Remotion Captions & Subtitles — AI-Powered Video Subtitles
AI skill for generating and rendering captions in Remotion videos. Supports transcription, word-level timing, and styled subtitle export.
What it is
Remotion Captions is an AI skill for generating and rendering subtitles in Remotion videos. It handles transcription with word-level timing, styled subtitle rendering, and export within the Remotion React-based video framework. You feed it audio, it produces timed captions that render as animated text overlays in your video.
This skill targets developers building programmatic videos with Remotion who need automated captioning. It is part of the official Remotion Agent Skill set, designed to work within AI-assisted video production workflows.
Why it saves time or tokens
Manually timing subtitles frame-by-frame is one of the most tedious tasks in video production. This skill automates the entire pipeline: transcribe audio, align words to timestamps, and render styled captions. For AI agents generating videos programmatically, this reduces a multi-hour manual process to a single function call.
How to use
- Set up a Remotion project with the
@remotion/captionspackage installed - Provide the audio source for transcription (supports Whisper and other transcription backends)
- Use the caption components in your Remotion composition to render timed subtitles
Example
import { Subtitle } from '@remotion/captions';
import { useVideoConfig } from 'remotion';
const MyVideo = () => {
const { fps } = useVideoConfig();
const captions = [
{ text: 'Hello world', startMs: 0, endMs: 1500 },
{ text: 'This is automated', startMs: 1600, endMs: 3000 },
];
return (
<div style={{ position: 'relative' }}>
<Subtitle
captions={captions}
fps={fps}
style={{
fontSize: 48,
color: 'white',
textShadow: '2px 2px 4px black'
}}
/>
</div>
);
};
| Feature | Description |
|---|---|
| Word-level timing | Each word has start/end timestamps |
| Custom styling | CSS-based font, color, shadow |
| Animation | Fade, pop, highlight effects |
| Multi-language | Works with any transcription language |
Related on TokRepo
- AI tools for video — video production and editing tools curated on TokRepo
- AI tools for content — content creation tools for AI-assisted workflows
Common pitfalls
- Transcription accuracy depends on audio quality; noisy backgrounds or multiple speakers reduce word-level timing precision
- Custom fonts must be loaded before rendering; use the Remotion font loading system or captions will render in the default system font
- Long videos with many caption segments can slow down the Remotion preview; use composition splitting for videos over 5 minutes
Frequently Asked Questions
Remotion Captions works with transcription output from Whisper, Deepgram, and other services that produce word-level timestamps. The caption system consumes a JSON array of timed words, so any transcription backend that outputs start and end times per word is compatible.

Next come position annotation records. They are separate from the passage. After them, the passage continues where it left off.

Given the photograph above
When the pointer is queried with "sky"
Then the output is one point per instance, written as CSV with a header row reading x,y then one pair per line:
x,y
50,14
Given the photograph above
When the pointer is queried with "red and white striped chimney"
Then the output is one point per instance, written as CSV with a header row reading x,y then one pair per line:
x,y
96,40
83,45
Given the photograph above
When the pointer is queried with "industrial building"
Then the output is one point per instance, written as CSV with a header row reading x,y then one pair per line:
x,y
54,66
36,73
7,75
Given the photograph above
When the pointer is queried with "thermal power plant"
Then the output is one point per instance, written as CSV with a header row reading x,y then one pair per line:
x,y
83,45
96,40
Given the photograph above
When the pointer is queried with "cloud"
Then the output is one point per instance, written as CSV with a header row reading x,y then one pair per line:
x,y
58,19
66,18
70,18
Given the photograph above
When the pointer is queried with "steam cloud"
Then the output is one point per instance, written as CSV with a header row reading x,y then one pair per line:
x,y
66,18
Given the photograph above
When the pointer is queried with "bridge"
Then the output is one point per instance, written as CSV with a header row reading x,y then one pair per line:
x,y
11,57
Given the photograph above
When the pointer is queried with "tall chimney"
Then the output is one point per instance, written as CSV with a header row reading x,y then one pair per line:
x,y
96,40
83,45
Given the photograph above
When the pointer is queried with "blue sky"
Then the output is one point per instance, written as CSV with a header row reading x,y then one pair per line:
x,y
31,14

Yes. Captions are rendered as React components with full CSS styling support. You control font size, color, background, shadow, position, and animation. Since Remotion uses React, you can build custom caption components with any visual effect that CSS and React support.
Yes. This skill is designed for the Remotion Agent Skill ecosystem. An AI agent can generate a video script, synthesize speech, transcribe it for timing, and render captions automatically. The entire pipeline can run without human intervention.
Accuracy depends on the transcription backend. Whisper typically achieves within 50-100ms accuracy for word boundaries on clean audio. Background noise, music, or overlapping speech reduces accuracy. Post-processing alignment tools can improve timing for difficult audio.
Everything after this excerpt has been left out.